Gaz naturel inhérent à la vie terrestre, le dioxyde de carbone est devenu, en l’espace de deux siècles, le principal gaz à effet de serre, et le premier contributeur au réchauffement climatique, rappelle l’expo dès son introduction.
Frederique Toulet Deuxième volet de l'exposition, l'Engrenage des usages se concentre sur l'alimentation, permettant de saisir comment des choix quotidiens produisent sur le long terme des empreintes très différenciées.
Les maillons de la réduction
Comment en est-on arrivé là, quelles sont les solutions pour éviter la catastrophe ? Du rôle de l’énergie à l’impact de nos habitudes de consommation, en passant par celui des moyens de production, des modes de transport et de la fin de vie, les étapes se succèdent de manière ludique et didactique, mêlant objets, schémas et dispositifs de médiation. «Les dispositifs servent surtout à s’exprimer, précise Marjolaine Schuch, également en charge de l’expo. Ils révèlent nos pratiques et comment elles se traduisent. On laisse ensuite le visiteur s’y confronter pour voir si cela lui convient ou s’il veut en changer».
Décomposée en trois séquences, «la machine à carbone» qui s’attarde sur les objets, «l’engrenage des usages», qui se concentre sur nos pratiques – l’alimentation en particulier -, et enfin, «la fabrique des solutions», pour les réponses techniques, l’exposition temporaire qui s’adresse à un public dès 7 ans, vise moins à culpabiliser qu’à interroger.

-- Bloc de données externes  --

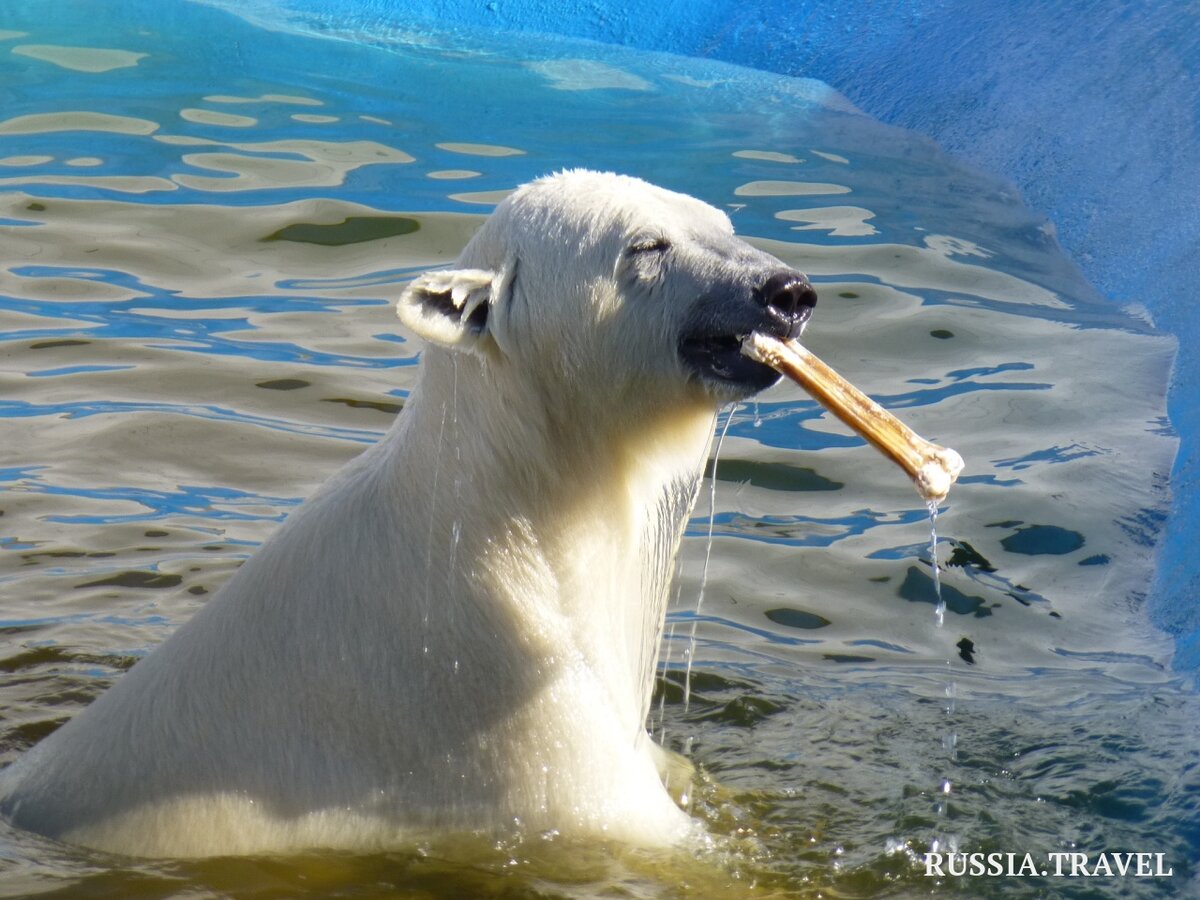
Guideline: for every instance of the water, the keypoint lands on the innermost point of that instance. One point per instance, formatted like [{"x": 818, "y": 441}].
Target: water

Frederique Toulet Composez son menu idéal à partir de 25 ingrédients différents et découvrez l'empreinte carbone. Attention au bilan carbone du Quinoa.
Exposition moins carbonée
«Il faut une accumulation de changements : techniques, d’usage, politiques et industrielles, si l’on souhaite obtenir une amélioration significative», estime Marjolaine Schuch qui rejette le techno-solutionnisme comme unique réponse au développement durable. En cohérence avec le propos, les organisateurs d’Empreinte carbone indiquent s’être eux-mêmes soumis à l’exercice de réductions.
Le musée a, pour la première fois, réalisé le bilan carbone d’une exposition. «Nous avons réduit de 8 tonnes de CO2 (sur 18 t), essentiellement grâce au réemploi», indique Anaïs Raynaud. Une pratique qui devrait être pérennisée.
Outre la visite, une série d’ateliers, de conférences et de rencontres est organisée autour de la réduction. Un week-end sur le thème du "numérique durable" se déroulera du vendredi 7 au 9 février 2025, et un autre, intitulé "low tech", organisé du 28 au 30 mars 2025, fera la part belle aux techniques simples pour repenser sa relation aux technologies. Une bouffée d'oxygène.
Frederique Toulet La dernière partie passe en revue des solutions éprouvées, en cours de développement ou encore très hypothétique, interpellant le regard critique du visiteur pour qu'il puisse en juger la viabilité et décider s'il pourrait ou non les adopter.